En effet, sans un diagnostic de performance énergétique (DPE) conforme, les logements les plus énergivores risquent de sortir du marché de la location faute de rénovation. Ainsi, 90 000 logements du parc privé sont potentiellement concernés depuis le 1er janvier 2023 et ce chiffre passerait à 160 000 au 1er janvier 2025.
La révision de la stratégie française sur l'énergie et le climat sera discutée dans les prochains mois. Ce débat doit être l'occasion de définir de nouvelles priorités d'actions. Résorber la précarité énergétique est une nécessité à la fois sociale et environnementale, qui requiert une stratégie de rénovation des logements plus performante et plus inclusive.
Avec ce texte, le groupe Socialiste, Écologiste et Républicain se veut force de proposition sur cet objectif dans la perspective de la loi de programmation dont nous débattrons cette année.
Ses quatre articles structurent une stratégie cohérente pour atteindre les objectifs de la loi portant lutte contre le dérèglement climatique et renforcement de la résilience face à ses effets, dite loi Climat et résilience, et rétablir le principe d'égalité et de justice sociale dans la mise en œuvre de notre transition écologique, que nous avions déjà défendu lors de l'examen de ladite loi.
Nous souhaitons ainsi prioritairement recentrer l'effort budgétaire de la France sur l'éradication des passoires thermiques, en mettant en place un reste à charge zéro pour les personnes les plus précaires et en favorisant le « aller vers » de manière à toucher tous les foyers éligibles aux aides à la rénovation énergétique.
Pour ce faire, nous entendons poser le principe de l'égalité d'accès aux guichets France Rénov' et aux accompagnateurs Rénov' sur l'ensemble du territoire, y compris dans les zones à faible densité de population.
Dans un souci de prise en compte des réalités quotidiennes, nous souhaitons également permettre aux propriétaires occupants sans possibilité de relogement de réaliser leurs travaux de rénovation globale en plusieurs tranches, dans le cadre d'un parcours financé, accompagné et planifié.
Enfin, nous proposons d'encourager l'innovation dans les techniques et les matériaux de rénovation afin d'améliorer la prise en compte des spécificités locales, ce qui est particulièrement pertinent pour les territoires d'outre-mer.
Bien que nos constats sur la nécessité d'accélérer la rénovation énergétique des bâtiments et la lutte contre les passoires thermiques aient été unanimement partagés lors de l'examen en commission, celle-ci a rejeté notre texte. Nous tenons néanmoins à rappeler qu'il est urgent de trouver des réponses efficaces et concrètes.

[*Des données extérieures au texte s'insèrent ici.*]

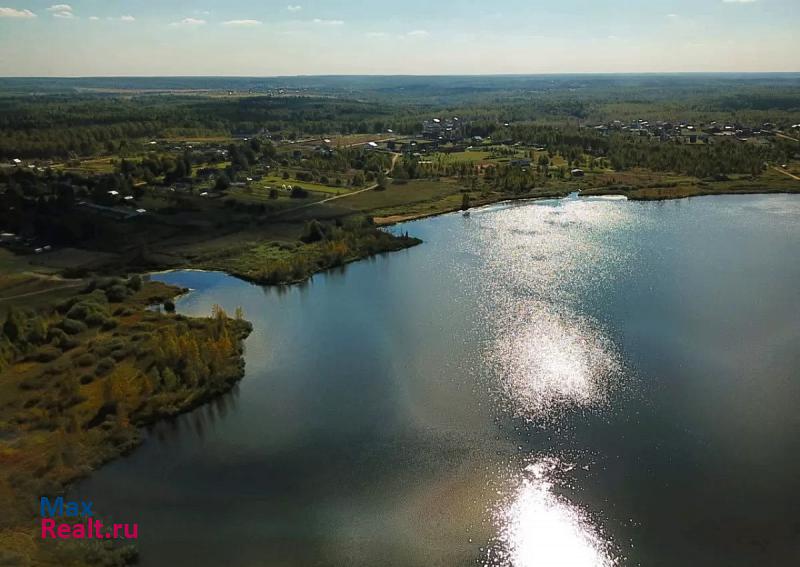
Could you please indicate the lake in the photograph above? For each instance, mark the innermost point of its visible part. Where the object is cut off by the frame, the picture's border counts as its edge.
(576, 382)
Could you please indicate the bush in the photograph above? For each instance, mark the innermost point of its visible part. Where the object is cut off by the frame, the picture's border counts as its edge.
(69, 343)
(47, 354)
(86, 359)
(73, 326)
(104, 366)
(117, 293)
(135, 283)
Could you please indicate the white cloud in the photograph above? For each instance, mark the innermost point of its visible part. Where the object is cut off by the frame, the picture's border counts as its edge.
(242, 23)
(14, 13)
(61, 11)
(189, 22)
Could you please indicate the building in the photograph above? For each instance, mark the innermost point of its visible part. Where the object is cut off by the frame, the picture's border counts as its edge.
(449, 130)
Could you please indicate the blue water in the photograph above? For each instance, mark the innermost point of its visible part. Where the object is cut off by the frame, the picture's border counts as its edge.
(570, 382)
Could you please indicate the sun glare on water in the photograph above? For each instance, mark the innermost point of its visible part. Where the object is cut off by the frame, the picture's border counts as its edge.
(538, 528)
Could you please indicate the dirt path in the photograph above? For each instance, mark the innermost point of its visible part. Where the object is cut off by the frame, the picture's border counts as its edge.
(395, 157)
(40, 292)
(792, 175)
(782, 135)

Nos propositions sont adaptées à la réalité quotidienne de nombreux citoyens, elles se fondent sur des situations réelles vues et entendues dans nos circonscriptions, ainsi que dans de nombreux reportages.

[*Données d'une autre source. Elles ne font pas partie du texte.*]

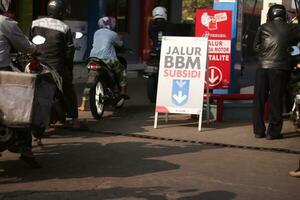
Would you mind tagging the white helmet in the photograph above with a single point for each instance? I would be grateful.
(4, 5)
(107, 22)
(160, 12)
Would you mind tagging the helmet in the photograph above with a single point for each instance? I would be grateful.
(160, 12)
(57, 8)
(277, 11)
(4, 5)
(107, 22)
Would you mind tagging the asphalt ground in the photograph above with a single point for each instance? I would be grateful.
(122, 156)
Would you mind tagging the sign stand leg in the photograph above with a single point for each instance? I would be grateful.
(200, 122)
(155, 119)
(208, 107)
(167, 117)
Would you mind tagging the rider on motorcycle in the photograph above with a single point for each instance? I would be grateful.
(158, 26)
(105, 41)
(11, 37)
(58, 51)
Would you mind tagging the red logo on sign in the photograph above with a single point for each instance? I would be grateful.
(216, 25)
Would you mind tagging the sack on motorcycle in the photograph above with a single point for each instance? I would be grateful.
(16, 97)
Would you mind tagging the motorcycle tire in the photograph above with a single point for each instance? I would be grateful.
(152, 89)
(96, 100)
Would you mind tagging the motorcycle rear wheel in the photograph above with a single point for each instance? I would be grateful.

En 2021, environ 11, 9 % des Français ont dépensé plus de 8 % de leur revenu pour régler les factures énergétiques de leur logement et sont donc considérés comme souffrant de précarité énergétique. En 2022, le nombre de ménages ayant subi l'intervention d'un fournisseur d'énergie en raison d'impayés avait augmenté de 28 % en trois ans.

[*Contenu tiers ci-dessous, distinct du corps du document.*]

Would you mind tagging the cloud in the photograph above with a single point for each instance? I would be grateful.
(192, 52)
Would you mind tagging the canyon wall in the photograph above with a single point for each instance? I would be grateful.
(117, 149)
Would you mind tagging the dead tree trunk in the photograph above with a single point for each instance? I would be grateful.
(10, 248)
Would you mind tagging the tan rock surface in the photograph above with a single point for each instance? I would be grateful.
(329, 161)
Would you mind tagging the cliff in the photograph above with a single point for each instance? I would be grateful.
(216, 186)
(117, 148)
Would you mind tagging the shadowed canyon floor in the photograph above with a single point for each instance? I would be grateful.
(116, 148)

Notre texte se veut une alerte : les efforts de rénovation connaissent de fortes inégalités territoriales, ce n'est pas normal ; nos concitoyens subissent une importante inégalité d'accès aux dispositifs nationaux encourageant les rénovations, ce n'est pas normal.
La transition énergétique, comme bien d'autres domaines, fait des privilégiés et des laissés pour compte, nous ne pouvons pas l'accepter. C'est pourquoi je vous invite à voter cette proposition de loi.